Bloomberg’s Lu Wang and Melissa Karsh had the story two days ago.
From “Hedge Funds Slashing Equity Exposure at Fastest Pace Since 2014” posted Wednesday afternoon:
Fund managers covered their money-losing short sales while trimming bullish bets for a fourth straight session Tuesday. Over that stretch, their total outflows from the market reached the highest level since October 2014, data compiled by Goldman Sachs Group Inc.’s prime-brokerage unit show.
Whether it’s forced selling to cover losses on short sales or simply the fate of high-beta bets in a rout, stocks that hedge funds have shown enthusiasm for in the past led the way down Wednesday. The Goldman Sachs Hedge Industry VIP ETF (ticker GVIP), tracking their most-popular stocks, tumbled 4.3% for the worst day since September. All but one of its members ended in the red…

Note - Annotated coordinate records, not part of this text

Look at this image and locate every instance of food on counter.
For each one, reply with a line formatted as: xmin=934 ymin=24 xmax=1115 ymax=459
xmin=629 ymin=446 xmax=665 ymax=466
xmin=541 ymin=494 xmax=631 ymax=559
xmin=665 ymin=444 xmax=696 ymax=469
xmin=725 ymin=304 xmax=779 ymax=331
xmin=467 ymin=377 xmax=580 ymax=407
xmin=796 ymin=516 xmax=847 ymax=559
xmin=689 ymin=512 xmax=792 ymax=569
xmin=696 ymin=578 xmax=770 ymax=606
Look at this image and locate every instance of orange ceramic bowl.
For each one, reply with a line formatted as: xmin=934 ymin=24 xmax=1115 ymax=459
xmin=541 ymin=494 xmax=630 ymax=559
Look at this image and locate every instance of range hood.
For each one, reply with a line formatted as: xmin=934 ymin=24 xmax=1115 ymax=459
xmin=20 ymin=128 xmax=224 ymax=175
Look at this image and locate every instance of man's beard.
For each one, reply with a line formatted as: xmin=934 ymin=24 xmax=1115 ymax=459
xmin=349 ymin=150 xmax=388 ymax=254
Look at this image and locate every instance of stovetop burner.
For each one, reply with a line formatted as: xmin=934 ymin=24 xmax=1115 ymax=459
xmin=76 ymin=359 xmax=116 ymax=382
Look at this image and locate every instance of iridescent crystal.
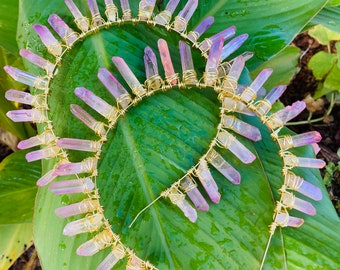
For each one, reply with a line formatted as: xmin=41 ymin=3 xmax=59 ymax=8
xmin=20 ymin=49 xmax=54 ymax=75
xmin=63 ymin=214 xmax=103 ymax=236
xmin=55 ymin=199 xmax=100 ymax=218
xmin=33 ymin=24 xmax=63 ymax=57
xmin=4 ymin=66 xmax=48 ymax=90
xmin=174 ymin=0 xmax=198 ymax=32
xmin=181 ymin=176 xmax=209 ymax=211
xmin=217 ymin=130 xmax=256 ymax=164
xmin=50 ymin=177 xmax=94 ymax=194
xmin=112 ymin=56 xmax=146 ymax=97
xmin=98 ymin=68 xmax=132 ymax=109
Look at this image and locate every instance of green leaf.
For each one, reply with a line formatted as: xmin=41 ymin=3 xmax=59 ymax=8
xmin=308 ymin=51 xmax=337 ymax=80
xmin=0 ymin=151 xmax=41 ymax=224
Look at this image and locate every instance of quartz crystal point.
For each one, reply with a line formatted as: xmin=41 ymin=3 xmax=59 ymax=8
xmin=57 ymin=138 xmax=102 ymax=152
xmin=187 ymin=16 xmax=214 ymax=43
xmin=196 ymin=159 xmax=221 ymax=203
xmin=20 ymin=49 xmax=54 ymax=75
xmin=64 ymin=0 xmax=90 ymax=33
xmin=55 ymin=199 xmax=100 ymax=218
xmin=96 ymin=244 xmax=126 ymax=270
xmin=221 ymin=34 xmax=248 ymax=61
xmin=98 ymin=68 xmax=132 ymax=109
xmin=217 ymin=130 xmax=256 ymax=164
xmin=199 ymin=26 xmax=236 ymax=52
xmin=222 ymin=115 xmax=262 ymax=142
xmin=17 ymin=131 xmax=56 ymax=149
xmin=4 ymin=66 xmax=48 ymax=90
xmin=33 ymin=24 xmax=63 ymax=57
xmin=174 ymin=0 xmax=198 ymax=32
xmin=112 ymin=56 xmax=146 ymax=97
xmin=158 ymin=39 xmax=177 ymax=85
xmin=155 ymin=0 xmax=179 ymax=25
xmin=278 ymin=131 xmax=322 ymax=150
xmin=55 ymin=157 xmax=97 ymax=175
xmin=63 ymin=214 xmax=103 ymax=236
xmin=138 ymin=0 xmax=156 ymax=20
xmin=50 ymin=177 xmax=94 ymax=195
xmin=207 ymin=149 xmax=241 ymax=185
xmin=74 ymin=87 xmax=118 ymax=121
xmin=77 ymin=230 xmax=114 ymax=256
xmin=6 ymin=109 xmax=47 ymax=123
xmin=26 ymin=146 xmax=60 ymax=162
xmin=70 ymin=104 xmax=106 ymax=136
xmin=48 ymin=14 xmax=78 ymax=46
xmin=203 ymin=38 xmax=224 ymax=86
xmin=181 ymin=176 xmax=209 ymax=211
xmin=241 ymin=68 xmax=273 ymax=102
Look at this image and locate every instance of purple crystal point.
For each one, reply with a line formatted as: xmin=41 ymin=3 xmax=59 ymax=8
xmin=207 ymin=149 xmax=241 ymax=185
xmin=221 ymin=34 xmax=248 ymax=61
xmin=196 ymin=159 xmax=221 ymax=203
xmin=217 ymin=130 xmax=256 ymax=164
xmin=158 ymin=39 xmax=177 ymax=85
xmin=187 ymin=16 xmax=214 ymax=43
xmin=4 ymin=66 xmax=48 ymax=90
xmin=174 ymin=0 xmax=198 ymax=32
xmin=20 ymin=49 xmax=54 ymax=74
xmin=98 ymin=68 xmax=131 ymax=109
xmin=50 ymin=177 xmax=94 ymax=195
xmin=33 ymin=24 xmax=63 ymax=57
xmin=181 ymin=176 xmax=209 ymax=211
xmin=112 ymin=56 xmax=146 ymax=97
xmin=64 ymin=0 xmax=90 ymax=32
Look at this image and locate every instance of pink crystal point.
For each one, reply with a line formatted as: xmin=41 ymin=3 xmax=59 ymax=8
xmin=158 ymin=39 xmax=177 ymax=85
xmin=112 ymin=56 xmax=146 ymax=97
xmin=222 ymin=115 xmax=262 ymax=142
xmin=4 ymin=66 xmax=48 ymax=90
xmin=50 ymin=177 xmax=94 ymax=195
xmin=64 ymin=0 xmax=90 ymax=32
xmin=19 ymin=49 xmax=54 ymax=74
xmin=63 ymin=214 xmax=103 ymax=236
xmin=48 ymin=14 xmax=78 ymax=46
xmin=221 ymin=34 xmax=248 ymax=61
xmin=33 ymin=24 xmax=63 ymax=57
xmin=187 ymin=16 xmax=214 ymax=43
xmin=77 ymin=230 xmax=113 ymax=256
xmin=174 ymin=0 xmax=198 ymax=32
xmin=70 ymin=104 xmax=106 ymax=136
xmin=96 ymin=244 xmax=125 ymax=270
xmin=196 ymin=159 xmax=221 ymax=203
xmin=217 ymin=130 xmax=256 ymax=164
xmin=98 ymin=68 xmax=131 ymax=109
xmin=181 ymin=176 xmax=209 ymax=211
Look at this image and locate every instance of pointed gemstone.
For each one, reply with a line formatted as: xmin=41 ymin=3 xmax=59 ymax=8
xmin=70 ymin=104 xmax=106 ymax=137
xmin=158 ymin=39 xmax=177 ymax=85
xmin=222 ymin=115 xmax=262 ymax=142
xmin=174 ymin=0 xmax=198 ymax=32
xmin=181 ymin=176 xmax=209 ymax=211
xmin=4 ymin=66 xmax=48 ymax=90
xmin=55 ymin=199 xmax=100 ymax=218
xmin=33 ymin=24 xmax=63 ymax=57
xmin=112 ymin=56 xmax=146 ymax=97
xmin=96 ymin=244 xmax=126 ymax=270
xmin=20 ymin=49 xmax=54 ymax=75
xmin=207 ymin=149 xmax=241 ymax=185
xmin=77 ymin=230 xmax=114 ymax=256
xmin=64 ymin=0 xmax=90 ymax=33
xmin=217 ymin=130 xmax=256 ymax=164
xmin=196 ymin=159 xmax=221 ymax=203
xmin=98 ymin=68 xmax=132 ymax=109
xmin=50 ymin=177 xmax=94 ymax=195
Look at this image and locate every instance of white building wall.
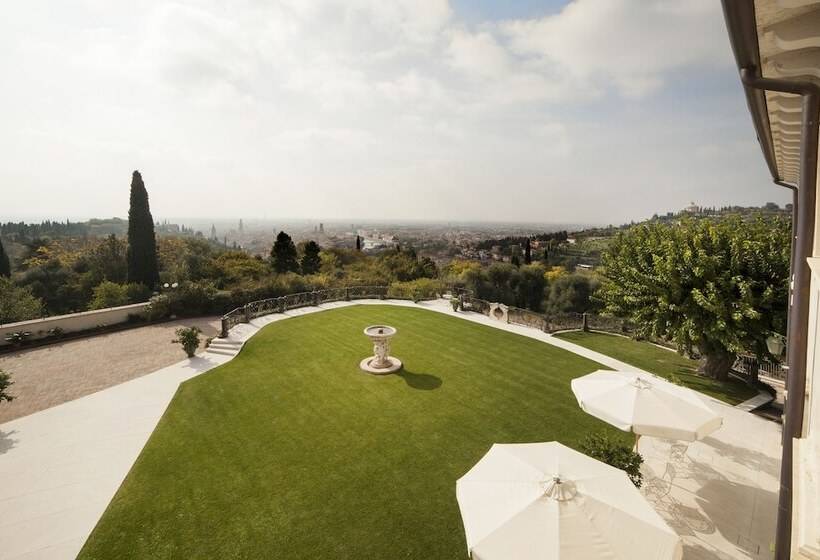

“If you’re getting killed on your shorts and need to close those out and reduce overall exposure, you’re going to go first to big winners that have done well,” said George Pearkes, global macro strategist at Bespoke Investment Group LLC.
Most-shorted shares backfired again Wednesday, with a Goldman Sachs basket of such stocks jumping 9%. The group has rallied more than 50% in January, poised for deliver the worst month for bears on record.
The broad market, however, was bleeding. The S&P 500 dropped 2.6% on Wednesday for its worst day since October. Tech giants, which hedge funds had rushed to buy before their earnings, wavered. Apple Inc. snapped a six-day winning streak. (emphasis mine) Tesla Inc. dropped 2.1%, trimming its 2021 gain to 22%.
Thanks to friend-of-the-blog Mark Visnic for the pointer.
Mark’s take: Until hedge funds right-size their risk this price action we are seeing in Apple could continue. AAPL would have been down much more if it had reported anything less.